The retail data provider also found that shopping centres also experienced a dip in numbers, falling by 2.6% from last year. However, high street footfall rose by 0.1%, boosted by dining out and leisure activities.
“Increasing uncertainty arising from the imminent triggering of Article 50 has certainly started to have an impact on purchasing behaviour, the types of destinations shoppers are visiting and how they spend their money,” said marketing and insights director Diane Wehrle.
“High streets are clearly benefiting as the destination of choice for dining and leisure, while shopping centres continue to underperform as they struggle with a weak entertainment and leisure offer, coupled with increasing caution among consumers around retail spend.”

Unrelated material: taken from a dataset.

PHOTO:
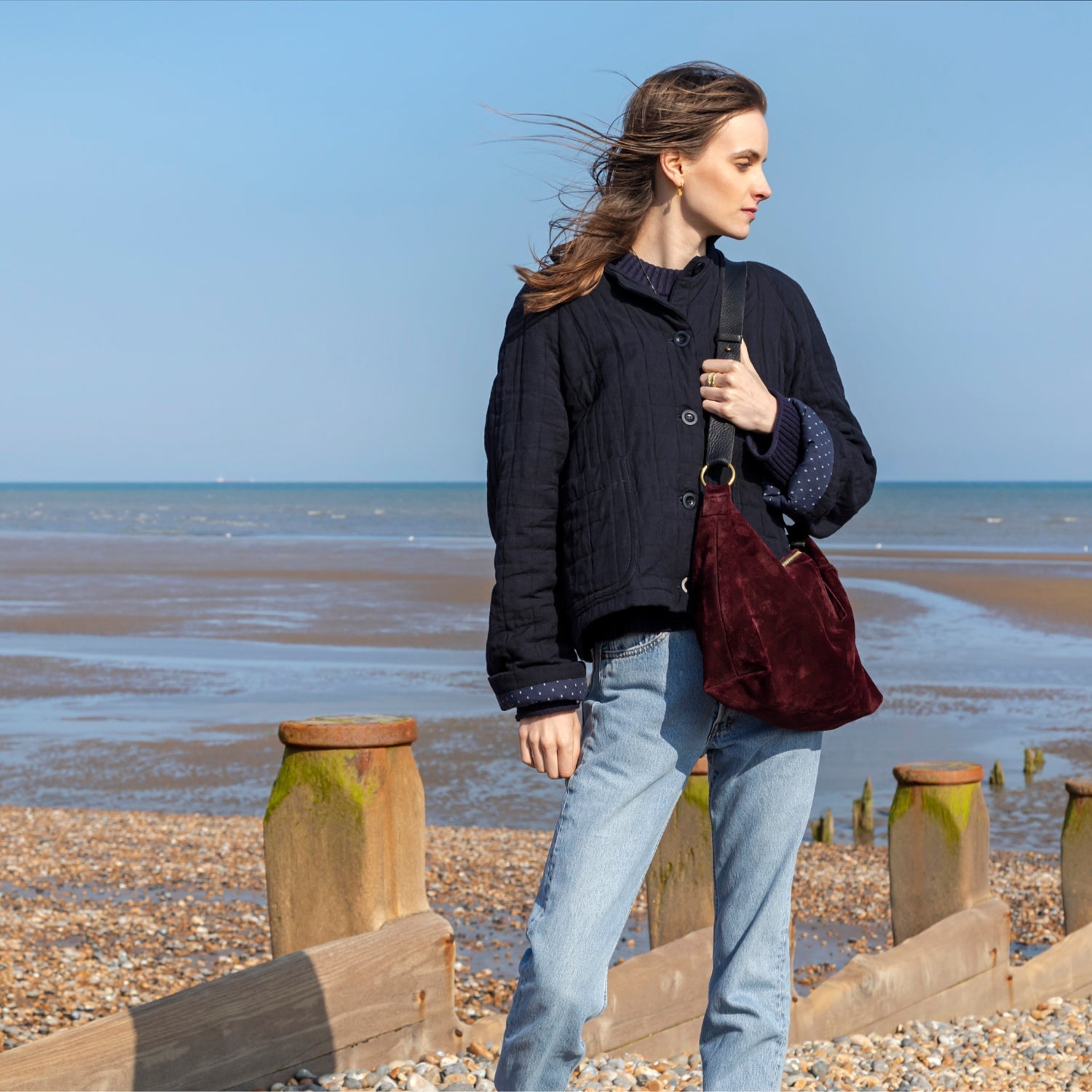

Helen Dickinson, chief executive of the British Retail Consortium, added: “There has been a steeper drop than normal in retail parks, with footfall to this shopping destination falling at the fastest rate since November 2013. In comparison, footfall on the high street grew marginally, likely driven by its diverse offer.”
Dickinson also said the business rate relief fund announced in last week’s Budget would provide only “temporary” help to those worst hit: “It won’t however ease the burden for the majority of retailers who will continue to pay nearly a half of rental values in property tax. A business tax system that continues to curtail investment in bricks and mortar is at odds with an industry that desperately wants to invest to maintain local jobs, and build more experience and engagement with shoppers to attract them into their stores.”